売掛金債権があればほぼ確実に現金化できるという点で、資金調達手段としては優秀といえます。基本的に保証人や抵当などを付ける必要もないので、ハードルも低いです。
②面倒な「売掛金回収」から開放される
売掛金の回収を実行するのは非常に大変です。場合によっては民事訴訟によって解決する必要もあり、その場合は手間も時間もかかってしまいます。
この点で、ファクタリングを利用すれば委託金の回収手続きも委託できるため、債権回収のわずらわしさがなくなります。また、ファクタリング会社が相手側の信用調査も行うので、取引を継続するうえでの重要な情報も手に入ります。
(2)売掛金買取を利用するデメリット
①手数料がかかることも
ファクタリングのデメリットの一つが「手数料」が高めに設定されていること。とくに2社間ファクタリングの手数料の相場は10~20%なので、売掛金債権の全額回収は難しくなります。3社間ファクタリングだと10%を切りますが、それでも手数料はかかってしまうのです。
②安全性を重視すると時間と手間がかかる
ファクタリングは法律で明確に手数料率などが定められているわけではないため、なかには暴利を要求するグレーな業者も存在するというのが実情です。そこで、より安全で確実なファクタリングを利用するには「3社間ファクタリング」などを選択する必要があります。

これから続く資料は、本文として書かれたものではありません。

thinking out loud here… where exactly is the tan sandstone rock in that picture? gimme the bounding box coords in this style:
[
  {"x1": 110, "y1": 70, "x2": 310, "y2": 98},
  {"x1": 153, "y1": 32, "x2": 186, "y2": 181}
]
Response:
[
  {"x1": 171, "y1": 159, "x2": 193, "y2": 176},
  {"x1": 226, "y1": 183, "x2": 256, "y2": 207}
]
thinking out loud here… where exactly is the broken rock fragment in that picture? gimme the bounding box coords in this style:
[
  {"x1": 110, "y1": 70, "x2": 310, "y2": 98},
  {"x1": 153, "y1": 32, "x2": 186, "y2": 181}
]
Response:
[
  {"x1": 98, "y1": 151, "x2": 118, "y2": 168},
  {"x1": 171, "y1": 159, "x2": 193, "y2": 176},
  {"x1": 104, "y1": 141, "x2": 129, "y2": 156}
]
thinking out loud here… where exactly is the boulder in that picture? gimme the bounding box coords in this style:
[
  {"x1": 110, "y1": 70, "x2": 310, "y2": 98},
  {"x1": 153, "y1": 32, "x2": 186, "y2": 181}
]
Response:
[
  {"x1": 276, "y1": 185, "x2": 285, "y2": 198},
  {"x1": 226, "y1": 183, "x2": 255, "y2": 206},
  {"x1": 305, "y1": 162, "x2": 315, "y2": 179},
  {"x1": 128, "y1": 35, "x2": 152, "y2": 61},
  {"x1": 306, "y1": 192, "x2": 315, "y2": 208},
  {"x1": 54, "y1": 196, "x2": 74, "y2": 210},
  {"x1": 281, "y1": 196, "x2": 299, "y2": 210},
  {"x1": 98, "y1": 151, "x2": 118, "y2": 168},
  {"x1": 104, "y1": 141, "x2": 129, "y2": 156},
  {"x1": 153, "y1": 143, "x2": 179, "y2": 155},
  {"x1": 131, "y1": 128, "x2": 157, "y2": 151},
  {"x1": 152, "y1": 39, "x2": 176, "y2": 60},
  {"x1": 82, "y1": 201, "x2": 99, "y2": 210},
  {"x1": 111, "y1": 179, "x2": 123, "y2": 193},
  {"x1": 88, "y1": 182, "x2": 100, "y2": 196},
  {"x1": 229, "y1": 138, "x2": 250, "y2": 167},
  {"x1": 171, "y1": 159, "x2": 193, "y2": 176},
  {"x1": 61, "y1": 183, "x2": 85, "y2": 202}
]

ところが、3社間の場合は手続きや交渉には時間と手間がかかることがほとんど。現金化までのスピードを求めたいのであれば、手数料が高い2社間ファクタリングを選ぶなど、目的に応じた対応を考える必要があります。
5、売掛金買取を利用するのはどんなとき?
売掛金買取(ファクタリング)は、「面倒な売掛金回収の手間が省ける」「信用調査がなくても迅速に現金化できる」という点で有益な手法です。この点をふまえると、以下のような場合に当てはまる事業主はファクタリングを検討してみてもよいでしょう。
- 資金調達が必要だが、銀行や自治体などから融資を断られた
- 金融機関の融資のための保証人や担保がない
- できるだけ早くまとまった現金が必要な状態にある
- 売掛金債権を多数持っていて、その回収手続きが面倒な状態にある
資金調達の面で注目されているのですが、あくまでも「売掛金の回収」を目的とした仕組み。そのため、本格的に巨額の資金を調達したいという場合にはあまり向かないでしょう。小口の資金回収や資金調達手段として、ファクタリングを検討する余地があります。いずれにせよ、自社がどのような資金繰りを行っているかを考えたうえで、サ―ビスを利用しましょう。
6、売掛金を買い取ってくれるのはどこ
ここからは具体的に、どんな会社がファクタリングを提供しているのかを説明していきます。
(1) MSFJ株式会社
東京池袋に本店を置くファクタリング会社です。法人、個人を問わず受け付けていて審査もスピーディ。手数料も比較的低く、1.8%台からのプランが選べるなど、ファクタリング業界としては最安値の部類に入ります。幅広い顧客層に訴求するべく、高額の資金調達から小口のものまで幅広いプランを用意しているのが特徴で、ファクタリング会社としては透明性も高く、安心して利用できる会社の一つです。
(2)ピーエムジー株式会社
ピーエムジー株式会社はGMリサーチが行っている「ファクタリング会社の顧客満足度調査」で顧客満足度やスピード対応、担当者の対応満足度などで3冠に輝いた実績があります。買取率の高さや審査から現金化までのスピ―ドに優れていて、最高10億円まで融資が可能というサービス内容です。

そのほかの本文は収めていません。